Link Paired Reads: With this option on, pairs of reads will be laid out in the same row with a horizontal line connecting them. This option is only visible on contigs containing reads that have been paired before assembling. Reads separated by more than 3 times their expected distance are not linked by default unless the Link distant reads setting is turned on.

The horizontal line between paired reads is colored according to how close the separation between the reads is to their expected separation. The coloring is the same as for Paired Distance coloring described above, where Green indicates they are correct, yellow and blue indicate under or over their expected separation and red indicates the reads are incorrectly orientated.

If Link Paired Reads is off, it is still possible to view the connecting line between any pair of reads by mousing over one of the reads. To find the pair of a particular read, right click on the read and choose Go to paired mate.

Finding regions of low/high coverage

In addition to the coverage graph which gives you a quick overview of coverage, under the Annotate & Predict toolbar is the Find Low/High Coverage feature. This feature annotates all regions of low/high coverage which you can then navigate through using the little left and right arrows next to the coverage annotations in the controls on the right. You can set the threshold low/high coverage by either specifying an absolute number of sequences or a number of standard deviations from the mean coverage.

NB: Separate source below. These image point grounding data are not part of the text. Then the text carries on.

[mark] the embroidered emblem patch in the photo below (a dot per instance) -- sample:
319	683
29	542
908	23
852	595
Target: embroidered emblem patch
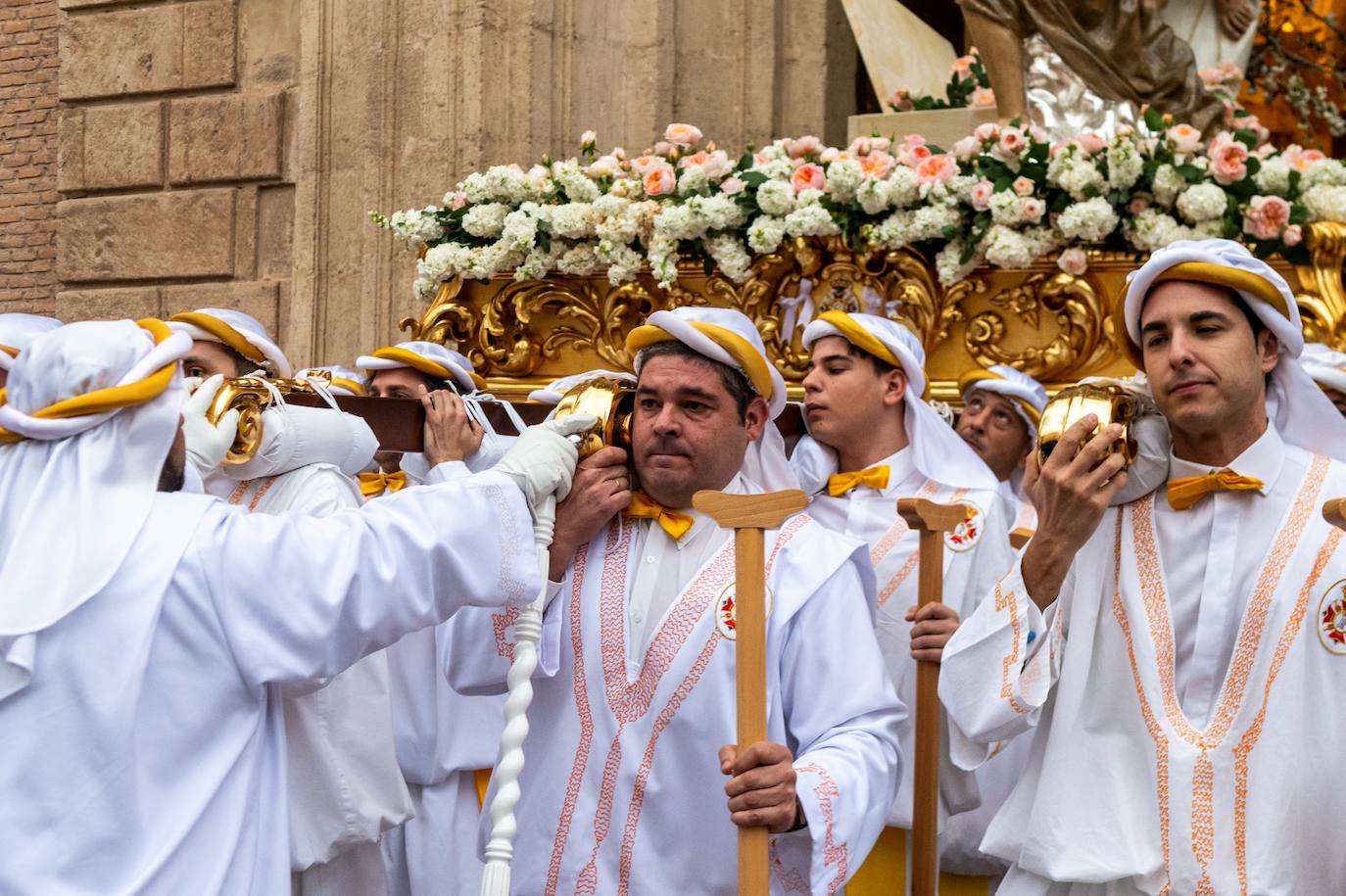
967	533
1331	618
724	611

The find low/high coverage tool can also be used to record the minimum, mean, and maximum coverage of each annotation of a particular type on the reference sequence. To do this, in the Only Find In section of the options, turn on Annotations in reference sequence of type and choose Create annotations of same type on reference sequence.

Editing Contigs

Editing a contig is exactly the same as editing an alignment in Geneious Prime. After selecting the contig, click the Allow Editing button in the sequence viewer and you can modify, insert and delete characters like in a standard text editor.

Editing of contigs is done to resolve conflicts between fragments before saving the final consensus. Highlighting can be enabled under the Display tab to enable you to quickly scan for and navigate to sites containing disagreements. With editing enabled, you can change bases which you believe are bad calls to be the base which you believe is the correct call. This is often decided by looking at the quality for each of the bases and choosing the higher quality one. Geneious can do this automatically for you if you use the Highest Quality consensus.

Contig Editing

Bases in the consensus sequence can also be edited which will update every sequence at the corresponding position to match what is set in the consensus.

You can also manually move a read mapped to a reference sequence to a specific position in the contig. To do this, select the read and right-click, then choose Move read to position.., and enter the position where you want the left-most base in the read to sit.

Extracting the Consensus

Once you are satisfied with a contig you can save the consensus as a new sequence by clicking on the name of the consensus sequence in your contig and clicking the Extract button above the viewer. You can also generate consensus sequences for single or multiple contig documents by selecting the documents and going to Tools → Generate Consensus Sequence.